The descent of the AV plane is perpendicular to the left ventricular long axis. It is usually easy to direct the M mode beam at a right angle to the AV plane at the septal position, whereas at the lateral AV plane position the M mode beam often cuts the movements at a more acute angle. This might cause an angle error and less reliable estimations of the left lateral region.
In this study, we included a group of patients on open treatment to increase the numbers of patients investigated. While some differences were noted between the two groups of metoprolol treated patients, the trends were similar in both groups, suggesting similar effects of β blockade in patients with varying aetiologies of heart failure and with varying degrees of ventricular dysfunction (fig 3).

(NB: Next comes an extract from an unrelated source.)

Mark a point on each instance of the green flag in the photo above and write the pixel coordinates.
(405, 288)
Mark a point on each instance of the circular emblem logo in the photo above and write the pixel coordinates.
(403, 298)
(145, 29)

AV plane contraction improvement after three months of metoprolol treatment was the best predictor of global improvement in radionuclide ejection fraction by 12 months. Additionally, AVP-FS was the only independent non-invasive variable associated with changes in filling pressure, suggesting that the basal portion of the left ventricle and the connected subendocardial muscle fibres are important for the recovery of myocardial function during β blocker treatment.
The study was supported by the Swedish Heart Lung Foundation, the Swedish Medical Research Council, the Göteborg Medical Society, and Astra Hässle AB, Mölndal, Sweden.